Argenta Spaarbank SA/NV
Pre-stabilisation Period Announcement
Morgan Stanley Europe SE (contact: Morgan Stanley Debt Syndicate - Florian
Hessel; telephone: +496921661287) hereby gives notice, as Coordinating
Stabilisation Manager, that the Stabilisation Manager(s) named below may
stabilise the offer of the following securities in accordance with Commission
Delegated Regulation (EU) 2016/1052 of 8 March 2016 supplementing Regulation
(EU) No 596/2014.
Securities
Issuer: Argenta Spaarbank SA/NV
Guarantor (if any): N/A
Aggregate nominal amount: EUR Benchmark
Description: EUR • • % Callable Fixed-to-Fixed Reset Rate Green Senior Non-Preferred Notes due 2027
Offer price: TBD
Stabilisation
Stabilisation Manager(s): Morgan Stanley Europe SE
ABN AMRO Bank N.V.
BNP Paribas
ING Bank N.V., Belgian Branch
Stabilisation period expected to start on: 22 November 2022
Stabilisation period expected to end no later than: 29 December 2022
Existence, maximum size and conditions of use of over-allotment facility: The Stabilisation Manager(s) may over-allot the securities to the extent
permitted in accordance with applicable laws and rules.

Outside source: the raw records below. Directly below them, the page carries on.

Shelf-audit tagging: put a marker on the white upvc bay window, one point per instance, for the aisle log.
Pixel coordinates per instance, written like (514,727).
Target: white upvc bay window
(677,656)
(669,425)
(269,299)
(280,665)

Stabilisation trading venue: Luxembourg Stock Exchange, Regulated Market
In connection with the offer of the above securities, the Stabilisation
Manager(s) may over-allot the securities or effect transactions with a view to
supporting the market price of the securities during the stabilisation period
at a level higher than that which might otherwise prevail. However,
stabilisation may not necessarily occur and any stabilisation action, if
begun, may cease at any time. Any stabilisation action or over-allotment
shall be conducted in accordance with all applicable laws and rules.
This announcement is for information purposes only and does not constitute an
invitation or offer to underwrite, subscribe for or otherwise acquire or
dispose of any securities of the Issuer in any jurisdiction.
This announcement and the offer of the securities to which it relates are only
addressed to and directed at persons outside the United Kingdom and persons in
the United Kingdom who have professional experience in matters related to
investments or who are high net worth persons within article 12(5) of the
Financial Services and Markets Act 2000 (Financial Promotion) Order 2005 and
must not be acted on or relied on by other persons in the United Kingdom.
In addition, if and to the extent that this announcement is communicated in,
or the offer of the securities to which it relates is made in, any EEA Member
State or the United Kingdom (each, for the purposes of this provision, a
"Relevant State") before the publication of a prospectus in relation to the
securities which has been approved by the competent authority in that Relevant
State in accordance with Regulation (EU) 2017/1129 (the "Prospectus
Regulation") (or which has been approved by a competent authority in another
Relevant State and notified to the competent authority in that Relevant State
in accordance with the Prospectus Regulation), this announcement and the offer
are only addressed to and directed at persons in that Relevant State who are
qualified investors within the meaning of the Prospectus Regulation (or who
are other persons to whom the offer may lawfully be addressed) and must not be
acted on or relied on by other persons in that Relevant State.
This announcement is not an offer of securities for sale into the United
States. The securities have not been, and will not be, registered under the
United States Securities Act of 1933 and may not be offered or sold in the
United States absent registration or an exemption from registration. There
will be no public offer of securities in the United States.